Znowu w GTA mam założony zestaw tarcza 330mm Brembo Coated Disc Line klocki Ferodo zwykłe i jak chamuje delikatnie na dojeździe to słychać mnie z kilometra. Będę zmieniać klocki na DS Preformance to dam znać czy pomogło.
Wysłane z mojego SM-S906B przy użyciu Tapatalka
Dzień dobry.
Po zakupie alfy aż do wymiany nie piszczały, niestety nie wiem/nie pamiętam co to był za zestaw. Po wymianie na nowe (brembo+ferodo) piszczą okrutnie, nie pomagają pasty, podkładki, czyszczenie itp.
PS
jeszcze niedawno był Lech Wójcik, zdążyłem kupić krótko przed zakończeniem działalności.

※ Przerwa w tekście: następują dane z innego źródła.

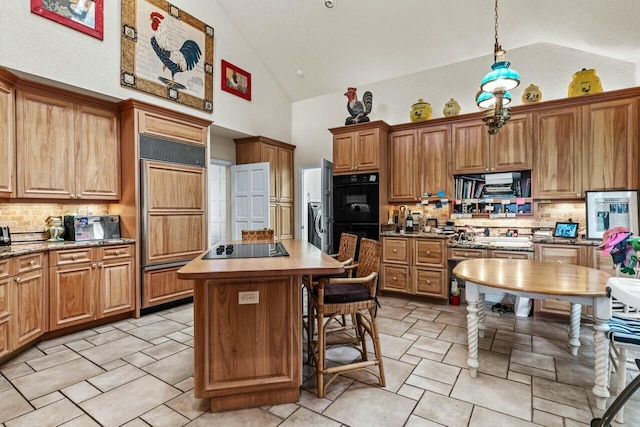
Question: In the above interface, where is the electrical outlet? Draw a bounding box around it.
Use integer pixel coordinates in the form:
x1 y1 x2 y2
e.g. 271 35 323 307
238 291 259 305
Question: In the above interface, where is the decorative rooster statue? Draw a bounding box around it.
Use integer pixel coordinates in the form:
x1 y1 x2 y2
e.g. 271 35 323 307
149 11 202 89
344 87 373 125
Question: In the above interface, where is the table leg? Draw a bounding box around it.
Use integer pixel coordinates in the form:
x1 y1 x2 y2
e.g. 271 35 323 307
569 303 582 356
465 283 480 378
478 293 486 339
592 317 611 410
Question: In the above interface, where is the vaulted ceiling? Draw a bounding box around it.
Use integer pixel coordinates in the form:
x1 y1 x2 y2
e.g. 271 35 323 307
215 0 640 102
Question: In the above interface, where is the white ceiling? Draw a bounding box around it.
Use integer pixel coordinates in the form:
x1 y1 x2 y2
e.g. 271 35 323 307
215 0 640 102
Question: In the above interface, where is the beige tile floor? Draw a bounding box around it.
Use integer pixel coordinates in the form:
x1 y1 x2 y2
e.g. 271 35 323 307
0 295 639 426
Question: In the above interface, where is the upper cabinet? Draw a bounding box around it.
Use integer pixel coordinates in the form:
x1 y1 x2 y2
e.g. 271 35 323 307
330 121 389 175
388 125 450 202
451 113 532 174
0 71 16 197
15 84 120 200
235 136 296 240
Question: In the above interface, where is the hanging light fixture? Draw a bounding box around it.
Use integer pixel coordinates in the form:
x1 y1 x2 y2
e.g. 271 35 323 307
476 0 520 134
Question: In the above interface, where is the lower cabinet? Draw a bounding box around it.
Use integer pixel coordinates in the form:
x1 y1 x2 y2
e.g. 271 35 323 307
380 236 448 299
49 245 134 330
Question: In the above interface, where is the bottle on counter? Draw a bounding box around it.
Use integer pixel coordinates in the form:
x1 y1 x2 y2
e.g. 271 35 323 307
406 210 413 232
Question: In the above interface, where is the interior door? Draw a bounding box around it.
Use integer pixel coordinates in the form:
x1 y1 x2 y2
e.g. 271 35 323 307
321 158 333 253
230 162 270 240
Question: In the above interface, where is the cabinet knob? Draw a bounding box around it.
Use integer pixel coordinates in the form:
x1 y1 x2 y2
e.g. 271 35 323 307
30 260 35 265
426 251 431 255
392 276 397 281
71 194 76 199
485 168 489 172
15 277 21 283
577 193 582 198
98 262 103 268
92 263 97 269
393 249 397 253
556 260 562 263
354 166 358 170
77 194 82 199
490 168 496 171
72 255 78 260
464 252 469 257
508 256 513 260
426 280 431 284
115 250 120 255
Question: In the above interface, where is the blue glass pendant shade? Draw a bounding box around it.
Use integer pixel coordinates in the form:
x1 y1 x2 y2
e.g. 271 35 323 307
480 61 520 92
475 90 512 109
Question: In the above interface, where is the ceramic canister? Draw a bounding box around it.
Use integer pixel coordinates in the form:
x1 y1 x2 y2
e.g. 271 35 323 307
410 99 432 122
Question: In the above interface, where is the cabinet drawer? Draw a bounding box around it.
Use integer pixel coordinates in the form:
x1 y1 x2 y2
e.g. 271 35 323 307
0 259 10 278
51 248 93 266
491 250 533 260
15 253 44 274
415 240 445 267
382 238 410 264
381 264 410 293
100 245 133 260
413 267 447 299
535 244 581 265
448 248 486 260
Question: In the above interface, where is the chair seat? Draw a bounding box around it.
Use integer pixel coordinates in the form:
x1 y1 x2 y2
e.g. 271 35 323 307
609 315 640 346
313 283 371 304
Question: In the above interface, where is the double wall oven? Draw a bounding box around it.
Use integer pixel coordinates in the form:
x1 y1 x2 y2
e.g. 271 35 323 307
332 172 380 255
139 135 207 309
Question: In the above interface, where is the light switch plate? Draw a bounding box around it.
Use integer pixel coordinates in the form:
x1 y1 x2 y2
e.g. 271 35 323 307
238 291 259 304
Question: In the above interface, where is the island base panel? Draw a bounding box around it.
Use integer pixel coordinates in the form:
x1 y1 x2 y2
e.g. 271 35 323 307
210 387 299 412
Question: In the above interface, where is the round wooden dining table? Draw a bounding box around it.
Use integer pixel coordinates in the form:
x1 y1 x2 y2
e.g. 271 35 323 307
453 258 613 410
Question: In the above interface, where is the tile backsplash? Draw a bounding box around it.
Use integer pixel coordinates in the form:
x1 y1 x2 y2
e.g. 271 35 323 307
0 203 110 232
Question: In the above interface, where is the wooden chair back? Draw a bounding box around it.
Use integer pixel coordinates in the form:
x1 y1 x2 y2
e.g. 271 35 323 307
354 238 382 296
336 233 358 264
241 229 275 241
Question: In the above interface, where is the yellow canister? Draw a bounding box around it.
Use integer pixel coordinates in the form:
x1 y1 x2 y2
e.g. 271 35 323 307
410 99 432 122
521 84 542 103
442 98 461 117
568 68 603 97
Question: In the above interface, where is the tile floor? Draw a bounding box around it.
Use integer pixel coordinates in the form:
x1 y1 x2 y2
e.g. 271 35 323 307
0 295 639 426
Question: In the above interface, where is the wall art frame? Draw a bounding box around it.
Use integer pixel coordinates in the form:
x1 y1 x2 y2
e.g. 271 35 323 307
31 0 104 40
121 0 214 112
221 60 251 101
585 190 640 240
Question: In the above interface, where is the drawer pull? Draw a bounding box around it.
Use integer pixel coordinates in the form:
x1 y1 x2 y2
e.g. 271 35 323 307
426 251 431 255
30 260 36 265
464 252 469 257
98 263 103 268
426 280 431 284
393 249 397 253
508 256 513 260
92 263 97 269
392 276 397 281
15 277 21 282
72 255 78 260
556 260 562 263
115 250 121 255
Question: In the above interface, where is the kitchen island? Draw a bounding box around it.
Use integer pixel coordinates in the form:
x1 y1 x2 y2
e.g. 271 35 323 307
177 239 344 412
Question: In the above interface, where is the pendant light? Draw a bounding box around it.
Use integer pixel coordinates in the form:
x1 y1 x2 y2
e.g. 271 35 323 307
476 0 520 134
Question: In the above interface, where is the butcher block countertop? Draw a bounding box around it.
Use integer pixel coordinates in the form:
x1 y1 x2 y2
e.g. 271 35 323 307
177 239 345 280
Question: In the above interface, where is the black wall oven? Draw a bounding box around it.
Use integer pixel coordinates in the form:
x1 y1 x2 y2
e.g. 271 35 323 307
332 173 379 255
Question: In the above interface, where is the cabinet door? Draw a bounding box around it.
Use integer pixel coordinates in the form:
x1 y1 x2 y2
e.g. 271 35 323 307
533 107 582 199
99 257 134 318
418 125 450 200
415 239 445 267
0 278 11 358
490 113 532 172
413 267 447 299
143 265 194 307
269 203 277 237
278 147 294 203
277 202 294 240
388 130 417 201
451 120 489 174
75 105 121 200
49 263 95 330
333 133 355 174
13 270 46 348
583 98 639 192
382 238 409 264
261 144 278 203
534 244 581 317
381 264 410 293
353 129 380 172
16 91 75 198
0 79 15 196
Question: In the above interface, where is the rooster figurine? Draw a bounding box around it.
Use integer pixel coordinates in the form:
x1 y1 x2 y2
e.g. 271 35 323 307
344 87 373 125
150 11 202 90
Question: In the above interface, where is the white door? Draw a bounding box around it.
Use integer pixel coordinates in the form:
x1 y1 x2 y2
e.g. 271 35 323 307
208 161 230 245
230 162 270 240
321 158 333 253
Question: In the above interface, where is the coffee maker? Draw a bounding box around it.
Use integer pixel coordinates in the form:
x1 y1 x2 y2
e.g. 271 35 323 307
0 225 11 246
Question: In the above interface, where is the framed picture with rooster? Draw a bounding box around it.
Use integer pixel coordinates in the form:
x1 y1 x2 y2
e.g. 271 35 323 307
221 60 251 101
31 0 104 40
120 0 215 112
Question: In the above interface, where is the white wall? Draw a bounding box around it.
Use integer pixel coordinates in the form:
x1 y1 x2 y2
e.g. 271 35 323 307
0 0 292 142
290 42 637 237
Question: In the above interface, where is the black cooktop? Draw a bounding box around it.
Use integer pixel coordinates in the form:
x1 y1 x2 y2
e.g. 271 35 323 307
202 242 290 260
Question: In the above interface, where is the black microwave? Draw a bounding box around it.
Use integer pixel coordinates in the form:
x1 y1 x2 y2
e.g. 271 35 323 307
333 173 379 224
63 215 121 241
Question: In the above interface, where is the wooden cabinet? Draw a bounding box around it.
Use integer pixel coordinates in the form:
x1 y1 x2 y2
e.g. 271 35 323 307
15 88 120 200
330 121 389 175
236 136 296 240
0 269 12 358
491 250 533 260
380 237 448 299
0 70 16 197
137 108 208 146
388 125 450 202
451 113 532 174
49 245 134 330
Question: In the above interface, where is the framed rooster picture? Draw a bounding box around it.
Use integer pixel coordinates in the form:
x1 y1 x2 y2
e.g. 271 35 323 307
31 0 104 40
120 0 214 112
221 60 251 101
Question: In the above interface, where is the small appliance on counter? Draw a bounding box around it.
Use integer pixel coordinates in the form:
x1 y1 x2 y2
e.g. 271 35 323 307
0 225 11 246
63 215 121 241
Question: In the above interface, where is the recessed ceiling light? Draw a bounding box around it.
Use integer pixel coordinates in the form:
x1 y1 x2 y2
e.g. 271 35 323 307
296 70 304 77
323 0 335 9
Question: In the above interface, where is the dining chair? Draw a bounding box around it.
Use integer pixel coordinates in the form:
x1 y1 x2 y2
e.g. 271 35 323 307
605 276 640 424
241 228 274 241
307 237 385 398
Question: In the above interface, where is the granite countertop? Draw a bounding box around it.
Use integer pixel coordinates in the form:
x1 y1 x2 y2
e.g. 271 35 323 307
0 239 136 259
447 241 534 252
532 237 601 246
379 232 452 239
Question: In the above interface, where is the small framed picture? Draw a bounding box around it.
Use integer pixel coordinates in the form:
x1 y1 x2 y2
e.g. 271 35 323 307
31 0 104 40
553 222 579 239
221 60 251 101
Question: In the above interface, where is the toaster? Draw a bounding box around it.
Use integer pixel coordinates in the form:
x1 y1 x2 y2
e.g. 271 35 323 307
0 225 11 246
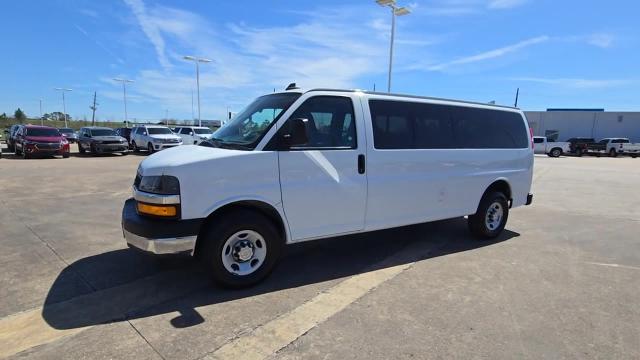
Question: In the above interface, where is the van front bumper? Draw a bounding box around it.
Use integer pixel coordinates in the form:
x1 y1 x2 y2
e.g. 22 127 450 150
121 198 202 255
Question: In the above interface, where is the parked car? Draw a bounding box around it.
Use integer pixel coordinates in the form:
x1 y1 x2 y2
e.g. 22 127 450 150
13 125 70 159
174 126 215 145
77 127 129 156
585 138 640 158
6 124 23 152
566 137 595 156
58 128 79 143
122 88 534 288
533 136 570 157
115 127 133 148
130 125 182 153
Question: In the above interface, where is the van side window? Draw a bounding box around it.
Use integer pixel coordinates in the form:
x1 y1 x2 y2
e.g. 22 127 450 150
180 128 191 134
288 96 356 149
370 100 528 149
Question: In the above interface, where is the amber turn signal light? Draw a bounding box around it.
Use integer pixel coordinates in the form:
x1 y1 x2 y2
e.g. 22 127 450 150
136 202 177 217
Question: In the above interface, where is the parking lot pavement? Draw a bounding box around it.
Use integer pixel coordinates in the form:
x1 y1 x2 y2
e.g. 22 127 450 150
1 148 639 359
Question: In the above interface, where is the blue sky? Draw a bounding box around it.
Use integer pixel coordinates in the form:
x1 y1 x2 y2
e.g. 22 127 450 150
1 0 638 122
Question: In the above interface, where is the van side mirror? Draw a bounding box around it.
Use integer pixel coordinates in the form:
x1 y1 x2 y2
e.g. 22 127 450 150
282 118 309 148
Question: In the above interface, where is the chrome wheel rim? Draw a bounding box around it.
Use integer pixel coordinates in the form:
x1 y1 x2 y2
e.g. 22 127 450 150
221 230 267 276
485 202 504 231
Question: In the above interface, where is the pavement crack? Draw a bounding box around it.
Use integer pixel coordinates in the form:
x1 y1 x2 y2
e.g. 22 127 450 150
127 320 166 360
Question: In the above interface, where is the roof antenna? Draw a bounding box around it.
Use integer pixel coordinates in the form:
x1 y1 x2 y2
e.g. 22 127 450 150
285 83 300 91
514 88 520 107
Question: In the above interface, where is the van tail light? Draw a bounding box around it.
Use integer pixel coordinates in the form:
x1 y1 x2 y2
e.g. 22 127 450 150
529 128 534 149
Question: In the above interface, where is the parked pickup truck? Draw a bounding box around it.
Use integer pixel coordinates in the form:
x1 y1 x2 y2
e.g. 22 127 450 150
586 138 640 157
533 136 570 157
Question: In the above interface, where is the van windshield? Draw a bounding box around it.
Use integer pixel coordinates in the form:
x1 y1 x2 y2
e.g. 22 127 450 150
211 93 301 150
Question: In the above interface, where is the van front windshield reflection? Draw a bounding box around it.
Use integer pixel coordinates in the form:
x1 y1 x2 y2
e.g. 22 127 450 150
211 93 301 150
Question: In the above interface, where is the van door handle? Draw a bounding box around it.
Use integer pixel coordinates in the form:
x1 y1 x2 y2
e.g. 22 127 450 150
358 154 365 174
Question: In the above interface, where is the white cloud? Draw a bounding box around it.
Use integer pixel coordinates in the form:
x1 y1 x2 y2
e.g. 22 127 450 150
115 1 408 119
488 0 528 9
511 77 632 89
426 35 549 71
123 0 171 69
587 33 615 48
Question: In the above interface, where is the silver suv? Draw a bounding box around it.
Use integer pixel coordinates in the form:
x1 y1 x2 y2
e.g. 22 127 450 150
130 125 182 153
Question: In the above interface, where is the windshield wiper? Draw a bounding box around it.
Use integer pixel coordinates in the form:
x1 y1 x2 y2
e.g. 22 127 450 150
204 138 253 150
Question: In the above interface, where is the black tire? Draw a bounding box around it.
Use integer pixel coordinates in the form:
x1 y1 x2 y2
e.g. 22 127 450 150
576 148 583 157
197 209 283 288
121 151 128 156
15 145 22 156
62 152 70 158
549 148 562 158
90 143 98 156
609 148 617 157
7 144 14 152
632 154 637 159
78 142 86 154
468 192 509 239
147 143 154 154
132 141 139 153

Ale znów zbliża się wymiana, macie sprawdzonych sprzedawców?
Niestety nie.
Lech Wójcik to był gość. No zresztą jest, tylko sklepu nie ma.
Dodaje wideo z wjazdu na podziemny extra echo [emoji1787]
https://youtube.com/watch?v=kQFjV39qI98&feature=shared
Wysłane z mojego SM-S906B przy użyciu Tapatalka
Sąsiedzi: „O, ten od Alfy przyjechał” :D Wczoraj zadałem pytanie na Holenderkom i Włoskim forum, może zastosowanie jakiegoś rozwiązania rozwiązuje problem chociaż na jeden sezon.
Walczyłem z tym długo. IMO to zależy od klocków. Wyczyść zaciski, skontroluj stan ślizgów klocka (pod nimi alu koroduje), przesmaruj co trzeba i zamontuj klocki ATE Ceramic. U mnie z tarczami Brembo (gładkie). Jeżeli nie przeszkadza ci nieco gorsza skuteczność hamowania na tych klockach (czyli powiedzmy, normalna) to powinieneś być zadowolony. Nie pylą tak, jak większość no i jest względnie cicho (czytaj o niebo lepiej niż na sportowych klockach) :D
- - - Updated - - -
Mi też ten setup piszczał. DS Performance bardzo, Premium już mniej, ale też.